Tugas Pokok dan Fungsi (TUPOKSI)

Lembaga Penjaminan Mutu (LPM) & Unit Penjaminan Mutu Terkait

Jabatan Tugas Pokok Fungsi
Ketua LPM Memimpin penyelenggaraan Sistem Penjaminan Mutu Internal (SPMI) di tingkat institusi.
  1. Menyusun kebijakan, strategi, dan program kerja LPM.
  2. Mengoordinasikan pelaksanaan PPEPP (Penetapan, Pelaksanaan, Evaluasi, Pengendalian, dan Peningkatan).
  3. Mengawasi pelaksanaan standar mutu di seluruh unit kerja.
  4. Mengoordinasikan Audit Mutu Internal (AMI).
  5. Melaporkan hasil penjaminan mutu kepada Rektor/Ketua.
  6. Menjalin kerja sama dengan lembaga penjaminan mutu eksternal.
  7. Mengoordinasikan persiapan akreditasi institusi dan program studi.
Sekretaris LPM Membantu Ketua LPM dalam pengelolaan administrasi dan pelaksanaan program penjaminan mutu.
  1. Menyusun rencana kegiatan dan administrasi LPM.
  2. Mengelola surat-menyurat, arsip, dan dokumentasi mutu.
  3. Menyusun notulen rapat dan laporan kegiatan.
  4. Mengelola data SPMI dan dokumen mutu.
  5. Mengoordinasikan jadwal kegiatan LPM.
  6. Membantu penyusunan laporan evaluasi dan tindak lanjut mutu.
Gugus Jaminan Mutu (GJM) Fakultas Mengimplementasikan kebijakan mutu LPM pada tingkat fakultas dan mengoordinasikan UPM program studi.
  1. Menyusun program mutu fakultas.
  2. Mengawal pelaksanaan standar mutu di fakultas.

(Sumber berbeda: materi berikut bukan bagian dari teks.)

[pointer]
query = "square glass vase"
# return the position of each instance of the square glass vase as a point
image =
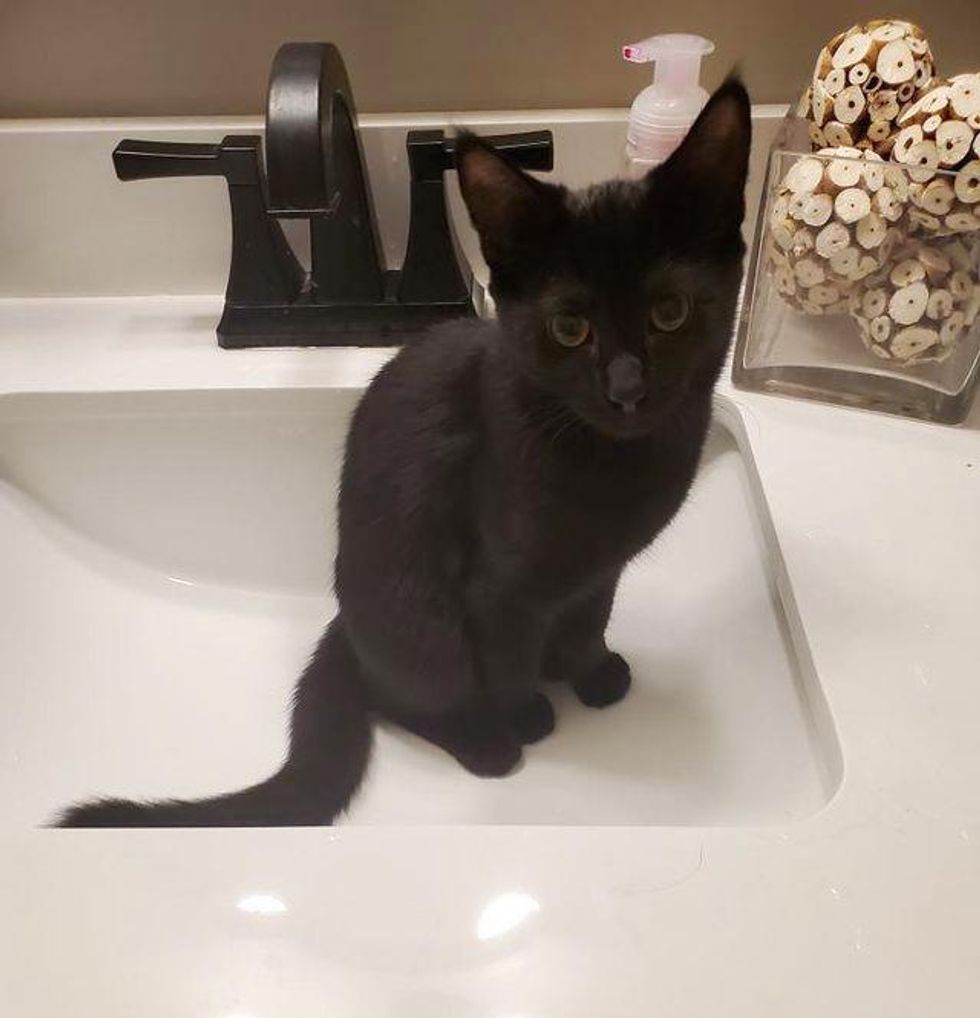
(863, 287)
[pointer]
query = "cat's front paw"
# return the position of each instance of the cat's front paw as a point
(607, 683)
(532, 720)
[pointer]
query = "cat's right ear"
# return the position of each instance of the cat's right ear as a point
(508, 207)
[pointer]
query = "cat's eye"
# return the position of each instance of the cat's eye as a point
(569, 330)
(670, 312)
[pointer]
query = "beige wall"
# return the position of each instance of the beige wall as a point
(150, 57)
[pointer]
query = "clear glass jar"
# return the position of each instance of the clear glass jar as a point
(864, 284)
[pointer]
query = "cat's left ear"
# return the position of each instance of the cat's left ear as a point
(511, 210)
(704, 179)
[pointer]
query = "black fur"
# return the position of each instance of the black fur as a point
(497, 483)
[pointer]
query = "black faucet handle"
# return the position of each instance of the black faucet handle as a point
(531, 150)
(263, 265)
(237, 158)
(430, 154)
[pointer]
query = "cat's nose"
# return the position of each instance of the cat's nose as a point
(625, 385)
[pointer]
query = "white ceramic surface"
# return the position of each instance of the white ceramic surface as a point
(868, 907)
(180, 547)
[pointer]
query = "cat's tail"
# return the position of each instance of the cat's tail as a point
(329, 749)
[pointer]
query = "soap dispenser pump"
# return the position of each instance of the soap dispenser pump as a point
(664, 112)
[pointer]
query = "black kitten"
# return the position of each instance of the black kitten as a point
(499, 476)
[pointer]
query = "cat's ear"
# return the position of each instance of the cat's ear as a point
(704, 178)
(510, 209)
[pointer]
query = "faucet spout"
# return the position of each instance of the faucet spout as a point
(315, 170)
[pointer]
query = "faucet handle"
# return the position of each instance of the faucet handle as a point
(263, 265)
(430, 154)
(531, 150)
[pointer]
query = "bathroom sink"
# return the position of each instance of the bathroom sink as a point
(167, 568)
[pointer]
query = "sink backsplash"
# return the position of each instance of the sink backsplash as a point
(69, 228)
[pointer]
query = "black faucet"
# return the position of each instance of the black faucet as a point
(314, 171)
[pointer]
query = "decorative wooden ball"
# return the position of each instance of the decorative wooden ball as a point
(922, 303)
(830, 226)
(862, 79)
(938, 138)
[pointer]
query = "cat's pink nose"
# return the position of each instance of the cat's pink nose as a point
(625, 385)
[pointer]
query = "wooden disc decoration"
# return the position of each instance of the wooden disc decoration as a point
(927, 301)
(830, 227)
(938, 143)
(861, 80)
(883, 220)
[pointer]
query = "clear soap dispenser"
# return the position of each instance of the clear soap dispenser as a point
(663, 113)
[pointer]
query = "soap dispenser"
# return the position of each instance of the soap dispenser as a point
(663, 113)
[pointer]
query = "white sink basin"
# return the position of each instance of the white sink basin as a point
(166, 570)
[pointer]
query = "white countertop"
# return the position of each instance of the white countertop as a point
(870, 908)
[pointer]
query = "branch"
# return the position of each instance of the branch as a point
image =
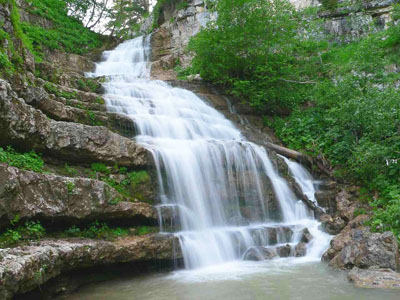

  3. Melaksanakan monitoring dan evaluasi mutu akademik dan non-akademik.
  4. Membina dan mengoordinasikan UPM program studi.
  5. Mengumpulkan dan memverifikasi data akreditasi fakultas dan program studi.
  6. Menindaklanjuti hasil AMI bersama pimpinan fakultas.
  7. Menyampaikan laporan mutu kepada LPM.
Unit Penjaminan Mutu (UPM) Program Studi Melaksanakan penjaminan mutu di tingkat program studi sesuai standar institusi.
  1. Menyusun program kerja mutu program studi.
  2. Mengimplementasikan standar SPMI pada kegiatan akademik.
  3. Mengumpulkan data Indikator Kinerja Utama (IKU) dan Indikator Kinerja Tambahan (IKT).
  4. Melaksanakan evaluasi pembelajaran, kepuasan mahasiswa, dan tracer study sesuai kewenangan.
  5. Menyiapkan dokumen akreditasi program studi.
  6. Menindaklanjuti rekomendasi hasil AMI.
  7. Menyampaikan laporan pelaksanaan mutu kepada GJM.